Notices are authority under section 6662 but FAQs that are not incorporated in notices are not authority. Putting aside IRS motives one way or another in deciding between which of the two to issue, it seems that FAQs are preferred because they are very easily amendable, supplemented or replaced.

Originally issued guidance in a notice seems to be amenable to speed more or less the same way as FAQs are, except that the writing style of FAQs is easier to do whereas notices are more formalized. That makes FAQs faster to get out to the public. 

But how much faster… because the cost of that speed is the lack of taxpayer reliance on the FAQs. And you can make legal errors in FAQs that are easily correctable, giving even more speed to the process. Given all of that, which one would you choose?In the end, the IRS and Treasury need to decide whether to keep FAQs, in which case I think that they need to be elevated to “authority” status. In addition, FAQs should be subject in some form to prior public notice and comment absent truly exceptional circumstances (such as the coronavirus pandemic). 

Comments

  1. Rochelle Hodes says

    Great concise analysis of the issue Monte. I believe that FAQs wouldn’t be so bad if there was discipline in revising and archiving, if the section 6662 regulations were amended to provide that FAQs are authority for penalty protection, and if the law were clear that the IRS is bound by the FAQ, but the taxpayer isn’t, much like an item published in the IRB. But wait–we have that already: Items published in the IRB are treated like this in all respects. And, publishing items in the IRB is relatively quick in that the IRS does early drops on a regular basis and controls the publication process. While publishing guidance in the Federal Register under rules that provide APA notice and comment is the ideal (note that the FAQ format was used in the past in temporary regulations to provide speedy guidance), the IRB is good (and tried and true) second best.

    Rochelle Hodes

    • Jackel Monte says

      Rochelle. Without forcing the IRS to publish in the IRB instead of FAQs, I don’t think they will forego them. Too easy to post, update, change, etc.

  2. Taking into account the difference between legislative and interpretive rules as you described, what are your thoughts about Notice 2020-32, which added a 75% payroll costs rule for use of PPP Loan proceeds and to avoid reduction of forgiveness of a PPP Loan. There’s no 75% rule in the statute, or any percentage rule. Seems legislative to me (indeed seems contrary to the statute, in fact), but Notice 2020-32 was issued with no notice and comment period. How strong do you think the argument is that the 75% rule is invalid under the APA for failure to give prior notice and opportunity to comment to the public?

    • Monte Jackel says

      Frankly, we know that the FAQ is not binding on the taxpayer or the IRS. And the 75% rule is not in the statute. I think there is at least a substantial authority position to disregard that rule. Maybe MLTN.

    • Jackel Monte says

      One more point.

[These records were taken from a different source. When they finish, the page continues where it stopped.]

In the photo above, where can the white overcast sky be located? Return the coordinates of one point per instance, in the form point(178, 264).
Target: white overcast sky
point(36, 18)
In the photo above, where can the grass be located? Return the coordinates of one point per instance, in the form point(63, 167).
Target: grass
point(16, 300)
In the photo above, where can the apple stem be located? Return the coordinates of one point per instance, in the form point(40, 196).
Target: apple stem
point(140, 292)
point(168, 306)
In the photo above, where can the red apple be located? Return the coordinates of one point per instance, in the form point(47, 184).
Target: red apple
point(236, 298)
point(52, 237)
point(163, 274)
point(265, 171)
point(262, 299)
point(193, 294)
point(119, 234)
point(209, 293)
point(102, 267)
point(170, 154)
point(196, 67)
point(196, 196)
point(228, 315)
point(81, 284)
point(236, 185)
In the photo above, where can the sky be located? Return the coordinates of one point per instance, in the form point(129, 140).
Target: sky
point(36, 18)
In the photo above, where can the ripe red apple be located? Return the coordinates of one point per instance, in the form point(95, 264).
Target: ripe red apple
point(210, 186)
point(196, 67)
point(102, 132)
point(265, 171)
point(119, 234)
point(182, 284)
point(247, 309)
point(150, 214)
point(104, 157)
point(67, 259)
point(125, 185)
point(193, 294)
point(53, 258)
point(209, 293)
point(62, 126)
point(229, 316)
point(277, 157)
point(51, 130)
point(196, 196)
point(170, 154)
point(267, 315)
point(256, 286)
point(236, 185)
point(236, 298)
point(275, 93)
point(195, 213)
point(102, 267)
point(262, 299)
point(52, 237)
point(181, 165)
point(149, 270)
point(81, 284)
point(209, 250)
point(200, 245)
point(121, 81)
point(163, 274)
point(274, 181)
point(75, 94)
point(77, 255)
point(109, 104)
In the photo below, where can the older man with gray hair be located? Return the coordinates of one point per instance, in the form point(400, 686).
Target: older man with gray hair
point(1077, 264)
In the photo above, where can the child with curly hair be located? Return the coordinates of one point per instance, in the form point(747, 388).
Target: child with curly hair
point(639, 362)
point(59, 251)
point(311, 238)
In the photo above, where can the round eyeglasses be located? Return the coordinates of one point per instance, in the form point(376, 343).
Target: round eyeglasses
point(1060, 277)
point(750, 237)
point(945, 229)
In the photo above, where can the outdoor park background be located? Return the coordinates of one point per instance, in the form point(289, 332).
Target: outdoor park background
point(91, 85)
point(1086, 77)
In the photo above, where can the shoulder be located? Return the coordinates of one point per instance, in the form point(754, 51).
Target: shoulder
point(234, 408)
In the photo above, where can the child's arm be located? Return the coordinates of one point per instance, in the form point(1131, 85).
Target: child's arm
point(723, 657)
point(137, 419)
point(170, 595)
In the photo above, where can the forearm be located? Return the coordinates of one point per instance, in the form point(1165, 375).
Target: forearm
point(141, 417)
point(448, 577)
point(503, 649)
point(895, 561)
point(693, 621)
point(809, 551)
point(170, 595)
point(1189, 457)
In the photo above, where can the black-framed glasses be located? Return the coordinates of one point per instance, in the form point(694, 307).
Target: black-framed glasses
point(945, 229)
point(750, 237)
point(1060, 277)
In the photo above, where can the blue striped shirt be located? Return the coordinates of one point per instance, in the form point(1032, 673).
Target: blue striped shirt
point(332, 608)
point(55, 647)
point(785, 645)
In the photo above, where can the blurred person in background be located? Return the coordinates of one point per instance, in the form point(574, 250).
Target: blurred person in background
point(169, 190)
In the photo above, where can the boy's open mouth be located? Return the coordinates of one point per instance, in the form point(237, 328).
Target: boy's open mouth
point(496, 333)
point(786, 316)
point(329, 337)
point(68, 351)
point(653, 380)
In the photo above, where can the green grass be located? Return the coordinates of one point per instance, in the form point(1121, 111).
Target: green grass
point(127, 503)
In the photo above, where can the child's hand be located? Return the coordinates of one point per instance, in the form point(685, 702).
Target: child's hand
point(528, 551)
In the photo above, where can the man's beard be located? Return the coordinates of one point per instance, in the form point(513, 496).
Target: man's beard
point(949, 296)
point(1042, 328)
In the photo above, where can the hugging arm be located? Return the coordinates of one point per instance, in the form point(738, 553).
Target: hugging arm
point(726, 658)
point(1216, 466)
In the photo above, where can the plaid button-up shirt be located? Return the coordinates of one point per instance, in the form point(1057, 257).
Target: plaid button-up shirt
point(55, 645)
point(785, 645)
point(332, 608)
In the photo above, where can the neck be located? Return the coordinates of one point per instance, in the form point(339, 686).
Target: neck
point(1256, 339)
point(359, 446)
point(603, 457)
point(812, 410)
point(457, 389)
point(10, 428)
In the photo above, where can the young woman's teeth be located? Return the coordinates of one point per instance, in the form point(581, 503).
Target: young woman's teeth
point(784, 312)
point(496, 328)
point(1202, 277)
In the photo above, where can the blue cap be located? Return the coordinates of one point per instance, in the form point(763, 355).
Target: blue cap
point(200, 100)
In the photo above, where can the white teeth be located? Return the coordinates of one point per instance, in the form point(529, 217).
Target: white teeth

A case like the 75% rule is highly likely to be legislative. Likely a court would also say statute is clear. You can make a policy argument but arguing about what the law should be does not get you far. A double whammy against the government.

  3. Carl Smith says

    On the webinar call on which Keith and I (among others) were on about filing deadlines, IRS Deputy Commissioner Drita Tonuzi told us that the IRS was accepting the ruling in Guralnik, and that the prior day had put up a Q and A to that effect under COVID-19 guidance. She pointed out that the IRS never issued an acquiescence in Guralnik, though, since she said it wouldn’t be worth the paper it would be written on because the IRS can always change its mind. Isn’t it great that we know from the Q and A how the IRS views Guralnik now, but we can’t rely on the IRS taking that position in the future? Guralnik was never appealed, so even if the Tax Court follows it as binding precedent of the Tax Court, the IRS might appeal it to a Circuit court, where the DOJ will argue Guralnik was wrongly decided.

    • Jackel Monte says

      This is similar to the RR 91-32 litigation where the taxpayer won in TC and DC Circuit but still have plenty of circuits to go. If the IRS wants to piss away taxpayer money, so be it.